In case you missed Part 1 of our "23 AI Strategies for Making Your Life in IT Suck Less" blog series, you can check it out here. Ready for the second half of the list? Continue on for the rest of our 23 tips, tactics and strategies for how you could bring artificial intelligence (AI) into your organization.

13. Data volume and complexity

The volume of data is only increasing, and much of it is unstructured or only semistructured. This makes it very hard to make sense of the volume. Artificial intelligence is one great way of making sense of the growing complexity. Use AI to help your teams and organization make sense of the growing complexity.

14. Data preparation and hygiene

Data scientists have estimated that they may spend as much as 80% of their time just preparing data through a variety of manual steps.
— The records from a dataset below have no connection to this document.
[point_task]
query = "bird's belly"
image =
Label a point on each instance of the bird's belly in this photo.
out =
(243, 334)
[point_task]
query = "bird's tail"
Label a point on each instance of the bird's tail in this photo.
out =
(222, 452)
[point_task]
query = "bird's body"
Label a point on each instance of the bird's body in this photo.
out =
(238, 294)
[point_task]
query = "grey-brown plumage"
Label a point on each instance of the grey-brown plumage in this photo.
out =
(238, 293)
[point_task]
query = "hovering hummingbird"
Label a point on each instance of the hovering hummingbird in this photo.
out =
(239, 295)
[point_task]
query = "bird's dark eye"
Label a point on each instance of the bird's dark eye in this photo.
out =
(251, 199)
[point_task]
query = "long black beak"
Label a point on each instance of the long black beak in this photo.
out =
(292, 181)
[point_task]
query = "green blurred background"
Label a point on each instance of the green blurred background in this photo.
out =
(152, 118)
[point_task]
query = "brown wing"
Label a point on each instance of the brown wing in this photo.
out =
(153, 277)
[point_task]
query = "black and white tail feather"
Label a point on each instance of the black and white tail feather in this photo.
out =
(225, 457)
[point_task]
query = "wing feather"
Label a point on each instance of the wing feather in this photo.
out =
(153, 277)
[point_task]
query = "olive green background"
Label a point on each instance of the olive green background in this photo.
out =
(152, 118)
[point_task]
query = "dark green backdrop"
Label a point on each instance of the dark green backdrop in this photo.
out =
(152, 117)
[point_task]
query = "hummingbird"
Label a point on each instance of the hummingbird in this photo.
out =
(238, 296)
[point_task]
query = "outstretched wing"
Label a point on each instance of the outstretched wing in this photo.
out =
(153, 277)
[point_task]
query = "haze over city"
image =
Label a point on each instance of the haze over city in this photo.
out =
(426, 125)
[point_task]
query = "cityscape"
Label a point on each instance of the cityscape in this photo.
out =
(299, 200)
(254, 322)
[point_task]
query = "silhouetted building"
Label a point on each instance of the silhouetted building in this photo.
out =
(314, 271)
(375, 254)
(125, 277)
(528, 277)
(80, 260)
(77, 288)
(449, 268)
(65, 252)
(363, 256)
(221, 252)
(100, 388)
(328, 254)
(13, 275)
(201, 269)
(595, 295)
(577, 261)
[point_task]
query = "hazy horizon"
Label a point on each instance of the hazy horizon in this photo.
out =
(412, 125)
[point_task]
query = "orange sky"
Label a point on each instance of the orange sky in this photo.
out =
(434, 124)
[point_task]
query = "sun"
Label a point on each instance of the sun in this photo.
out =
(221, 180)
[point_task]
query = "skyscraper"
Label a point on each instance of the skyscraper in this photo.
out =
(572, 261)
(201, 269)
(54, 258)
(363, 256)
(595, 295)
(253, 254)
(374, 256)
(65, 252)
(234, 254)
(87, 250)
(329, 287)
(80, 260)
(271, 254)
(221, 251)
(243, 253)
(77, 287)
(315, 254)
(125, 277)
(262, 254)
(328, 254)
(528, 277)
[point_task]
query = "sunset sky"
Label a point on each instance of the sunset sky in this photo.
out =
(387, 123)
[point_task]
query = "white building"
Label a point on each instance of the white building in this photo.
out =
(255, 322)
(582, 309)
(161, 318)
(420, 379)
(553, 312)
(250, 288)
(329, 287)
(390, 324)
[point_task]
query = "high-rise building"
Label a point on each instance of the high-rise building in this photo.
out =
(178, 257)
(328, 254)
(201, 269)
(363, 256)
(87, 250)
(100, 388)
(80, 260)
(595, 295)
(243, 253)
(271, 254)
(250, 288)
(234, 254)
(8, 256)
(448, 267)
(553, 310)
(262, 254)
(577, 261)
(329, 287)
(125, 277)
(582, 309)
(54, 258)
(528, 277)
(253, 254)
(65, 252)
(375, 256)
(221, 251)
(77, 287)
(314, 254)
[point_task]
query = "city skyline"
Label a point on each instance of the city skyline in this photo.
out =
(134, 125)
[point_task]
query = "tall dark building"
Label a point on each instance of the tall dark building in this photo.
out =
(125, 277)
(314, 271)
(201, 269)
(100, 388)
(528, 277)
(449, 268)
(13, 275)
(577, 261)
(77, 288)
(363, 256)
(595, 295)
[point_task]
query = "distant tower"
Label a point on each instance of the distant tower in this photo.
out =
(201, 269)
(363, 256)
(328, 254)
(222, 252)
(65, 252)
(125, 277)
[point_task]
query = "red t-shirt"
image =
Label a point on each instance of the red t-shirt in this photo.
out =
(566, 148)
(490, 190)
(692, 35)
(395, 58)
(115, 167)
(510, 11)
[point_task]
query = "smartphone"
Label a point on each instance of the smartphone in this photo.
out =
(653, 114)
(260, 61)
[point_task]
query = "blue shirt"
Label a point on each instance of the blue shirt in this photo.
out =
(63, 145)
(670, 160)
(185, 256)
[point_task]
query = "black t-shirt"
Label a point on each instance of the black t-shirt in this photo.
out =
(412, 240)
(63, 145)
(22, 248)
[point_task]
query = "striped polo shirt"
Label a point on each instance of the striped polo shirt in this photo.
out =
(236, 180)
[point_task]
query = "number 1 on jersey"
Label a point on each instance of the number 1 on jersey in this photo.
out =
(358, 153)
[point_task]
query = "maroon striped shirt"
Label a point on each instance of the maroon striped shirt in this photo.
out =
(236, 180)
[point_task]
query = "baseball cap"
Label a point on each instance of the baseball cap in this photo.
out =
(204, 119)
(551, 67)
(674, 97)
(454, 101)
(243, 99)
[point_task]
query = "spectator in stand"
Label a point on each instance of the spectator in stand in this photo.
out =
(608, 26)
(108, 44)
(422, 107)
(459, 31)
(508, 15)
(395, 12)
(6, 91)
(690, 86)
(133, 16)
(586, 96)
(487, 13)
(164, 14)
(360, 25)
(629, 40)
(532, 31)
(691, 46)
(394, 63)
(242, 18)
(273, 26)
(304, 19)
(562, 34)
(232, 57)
Plan at least some time and resources for preparing your data, so you can get the most out of it when you apply AI and machine learning to it.

15. It’s (machine + humans) and not (machine – humans)

There’s a lot of talk about artificial intelligence taking our jobs, but the reality is far from it. Machines can never replace the people talent within your organization, and there are some perspectives and tasks that only human talent can address. Instead, things like artificial intelligence and predictive analytics can compliment your people talent, freeing them up from the monotonous and the routine and bringing their time and attention to the things that matter most.

16. Learn from others

Plenty of companies of every size in every industry are achieving incredible things with AI. Learn from some of the best, like TransUnion which is using AI to predict and prevent imminent outages in advance. Also, consider Viasat’s approach of protecting their customer experience with proactive and predictive monitoring.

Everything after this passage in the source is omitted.